If I well understood the fMRI analysis, a chosen vertex was considered a seed for calculating the connectivity fingerprint of a given region. Is it correct?

In their discussion, the authors discussed that the limited functional connectivity of area 10 compared with for instance area 8A could be due to a lower SNR. Classic tracer studies could help the authors strengthen their point. For instance, retrograde tracer injections were performed in both areas 10 and 8A by Markov et al. 2014. The authors could simply compare the number of areas projecting to 10 and 8A.

https://doi.org/10.7554/eLife.82850.sa1

Author response

Essential revisions:

Reviewer #1 (Recommendations for the authors):

The design of the study is not completely clear. Indeed, the reason for analyzing prefrontal and frontal areas together in the cluster analysis is not explained.

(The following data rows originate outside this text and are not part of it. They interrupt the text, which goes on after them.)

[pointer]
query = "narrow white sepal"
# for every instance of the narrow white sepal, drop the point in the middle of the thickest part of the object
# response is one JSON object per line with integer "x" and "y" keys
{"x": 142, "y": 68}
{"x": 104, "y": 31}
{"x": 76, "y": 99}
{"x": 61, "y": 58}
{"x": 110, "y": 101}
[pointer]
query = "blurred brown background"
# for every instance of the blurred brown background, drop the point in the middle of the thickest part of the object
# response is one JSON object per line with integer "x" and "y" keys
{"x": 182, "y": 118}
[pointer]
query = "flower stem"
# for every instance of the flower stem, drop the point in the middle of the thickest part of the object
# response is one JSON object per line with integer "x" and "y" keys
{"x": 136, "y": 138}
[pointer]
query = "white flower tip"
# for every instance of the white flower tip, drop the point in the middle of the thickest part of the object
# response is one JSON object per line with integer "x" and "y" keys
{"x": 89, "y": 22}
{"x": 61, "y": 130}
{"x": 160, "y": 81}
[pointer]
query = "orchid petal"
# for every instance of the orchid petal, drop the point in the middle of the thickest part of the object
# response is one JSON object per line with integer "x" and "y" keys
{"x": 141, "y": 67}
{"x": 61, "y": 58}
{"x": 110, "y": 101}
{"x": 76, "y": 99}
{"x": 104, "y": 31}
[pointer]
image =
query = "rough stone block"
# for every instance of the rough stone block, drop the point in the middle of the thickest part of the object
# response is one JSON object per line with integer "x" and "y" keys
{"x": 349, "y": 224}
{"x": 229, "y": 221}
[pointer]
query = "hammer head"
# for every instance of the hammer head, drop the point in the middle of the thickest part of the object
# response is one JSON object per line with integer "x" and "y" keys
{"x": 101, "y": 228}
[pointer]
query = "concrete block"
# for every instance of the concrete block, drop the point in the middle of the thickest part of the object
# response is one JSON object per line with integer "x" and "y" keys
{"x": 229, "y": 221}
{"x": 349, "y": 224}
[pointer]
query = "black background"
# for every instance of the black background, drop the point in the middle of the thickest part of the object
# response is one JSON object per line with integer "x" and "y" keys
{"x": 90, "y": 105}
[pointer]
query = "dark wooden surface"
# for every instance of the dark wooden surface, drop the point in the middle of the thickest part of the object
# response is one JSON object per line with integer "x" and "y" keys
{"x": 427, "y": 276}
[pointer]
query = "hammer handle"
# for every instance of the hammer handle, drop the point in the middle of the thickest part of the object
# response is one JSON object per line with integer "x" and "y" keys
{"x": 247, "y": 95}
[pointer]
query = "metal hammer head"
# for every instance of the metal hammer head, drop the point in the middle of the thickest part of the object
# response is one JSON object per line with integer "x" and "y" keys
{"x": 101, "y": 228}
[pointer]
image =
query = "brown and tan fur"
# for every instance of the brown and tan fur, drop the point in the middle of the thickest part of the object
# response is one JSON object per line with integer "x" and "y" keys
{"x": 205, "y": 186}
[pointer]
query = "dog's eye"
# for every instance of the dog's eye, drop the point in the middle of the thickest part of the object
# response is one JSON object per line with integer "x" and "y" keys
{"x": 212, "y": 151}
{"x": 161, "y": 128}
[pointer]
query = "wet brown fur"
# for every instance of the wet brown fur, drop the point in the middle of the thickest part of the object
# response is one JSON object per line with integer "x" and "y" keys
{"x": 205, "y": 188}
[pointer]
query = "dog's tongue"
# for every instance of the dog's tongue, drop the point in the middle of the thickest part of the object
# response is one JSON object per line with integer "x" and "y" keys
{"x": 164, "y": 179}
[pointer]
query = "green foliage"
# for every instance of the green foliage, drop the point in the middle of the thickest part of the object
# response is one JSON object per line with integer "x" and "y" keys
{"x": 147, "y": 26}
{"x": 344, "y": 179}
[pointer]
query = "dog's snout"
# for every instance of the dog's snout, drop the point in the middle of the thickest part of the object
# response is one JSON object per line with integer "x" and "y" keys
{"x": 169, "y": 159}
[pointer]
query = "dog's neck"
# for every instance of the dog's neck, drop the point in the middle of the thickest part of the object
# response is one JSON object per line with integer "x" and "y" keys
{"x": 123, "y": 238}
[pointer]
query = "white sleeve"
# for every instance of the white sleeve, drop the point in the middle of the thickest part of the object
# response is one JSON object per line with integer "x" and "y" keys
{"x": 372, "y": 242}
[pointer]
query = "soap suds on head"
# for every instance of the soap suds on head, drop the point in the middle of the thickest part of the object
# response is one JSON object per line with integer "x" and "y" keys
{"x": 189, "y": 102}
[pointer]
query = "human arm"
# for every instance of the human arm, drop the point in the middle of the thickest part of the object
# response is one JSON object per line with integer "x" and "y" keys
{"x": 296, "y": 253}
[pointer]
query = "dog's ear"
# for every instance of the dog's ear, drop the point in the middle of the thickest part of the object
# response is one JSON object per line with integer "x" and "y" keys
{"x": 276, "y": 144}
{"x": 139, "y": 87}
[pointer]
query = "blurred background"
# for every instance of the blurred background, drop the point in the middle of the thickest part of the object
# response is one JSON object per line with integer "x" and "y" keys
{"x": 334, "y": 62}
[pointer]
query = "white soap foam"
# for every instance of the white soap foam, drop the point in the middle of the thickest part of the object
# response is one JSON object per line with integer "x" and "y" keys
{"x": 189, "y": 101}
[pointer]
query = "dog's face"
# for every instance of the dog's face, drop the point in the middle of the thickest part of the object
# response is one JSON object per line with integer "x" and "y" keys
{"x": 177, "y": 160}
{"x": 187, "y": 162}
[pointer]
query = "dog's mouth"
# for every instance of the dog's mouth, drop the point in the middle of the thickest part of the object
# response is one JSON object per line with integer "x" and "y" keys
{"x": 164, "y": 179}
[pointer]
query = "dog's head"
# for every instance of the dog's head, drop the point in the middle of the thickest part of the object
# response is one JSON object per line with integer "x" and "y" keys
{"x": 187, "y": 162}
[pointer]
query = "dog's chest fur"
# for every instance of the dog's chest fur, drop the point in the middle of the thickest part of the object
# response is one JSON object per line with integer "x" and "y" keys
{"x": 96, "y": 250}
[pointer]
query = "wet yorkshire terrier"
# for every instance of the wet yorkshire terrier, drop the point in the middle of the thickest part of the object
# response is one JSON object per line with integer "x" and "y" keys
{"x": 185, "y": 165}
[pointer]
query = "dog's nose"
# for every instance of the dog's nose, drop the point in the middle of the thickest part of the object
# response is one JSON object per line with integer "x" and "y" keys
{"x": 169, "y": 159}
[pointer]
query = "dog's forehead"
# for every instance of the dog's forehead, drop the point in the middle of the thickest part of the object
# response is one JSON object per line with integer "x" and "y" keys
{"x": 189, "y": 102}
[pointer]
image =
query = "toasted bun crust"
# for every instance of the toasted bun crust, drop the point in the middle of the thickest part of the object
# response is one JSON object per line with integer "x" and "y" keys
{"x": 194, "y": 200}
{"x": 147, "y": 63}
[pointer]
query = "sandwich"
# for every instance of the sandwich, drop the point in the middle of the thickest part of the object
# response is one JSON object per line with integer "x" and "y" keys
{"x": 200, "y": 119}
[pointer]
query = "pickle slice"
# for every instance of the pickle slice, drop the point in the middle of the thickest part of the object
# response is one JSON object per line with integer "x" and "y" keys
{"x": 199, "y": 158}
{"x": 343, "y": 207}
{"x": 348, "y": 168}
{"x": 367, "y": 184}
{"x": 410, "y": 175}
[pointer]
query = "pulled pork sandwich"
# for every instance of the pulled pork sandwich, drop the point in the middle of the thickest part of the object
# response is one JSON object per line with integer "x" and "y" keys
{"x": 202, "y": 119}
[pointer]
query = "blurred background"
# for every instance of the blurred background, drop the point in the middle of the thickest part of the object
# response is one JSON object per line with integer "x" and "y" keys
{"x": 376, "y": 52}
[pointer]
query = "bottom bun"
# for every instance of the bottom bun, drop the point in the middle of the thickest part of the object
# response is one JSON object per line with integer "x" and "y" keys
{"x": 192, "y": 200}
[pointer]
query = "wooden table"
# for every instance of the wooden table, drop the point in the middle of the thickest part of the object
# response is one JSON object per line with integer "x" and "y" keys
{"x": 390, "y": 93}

In the introduction, the authors state that quantification of heterogeneous receptor distribution throughout the cerebral cortex enables the identification of subdivisions among primary sensory, primary motor, and multimodal areas. However, they analyzed prefrontal data only with those of caudal frontal areas. The authors have also, from previous studies, receptor density data of parietal and cingulate areas, thus they could have also included these areas in the cluster analysis. Furthermore, in the introduction, the authors said that functional connectivity data could "resonate" with those of receptor density, but most of the analyzed receptors reflect the presence of subcortical input, not cortical connectivity.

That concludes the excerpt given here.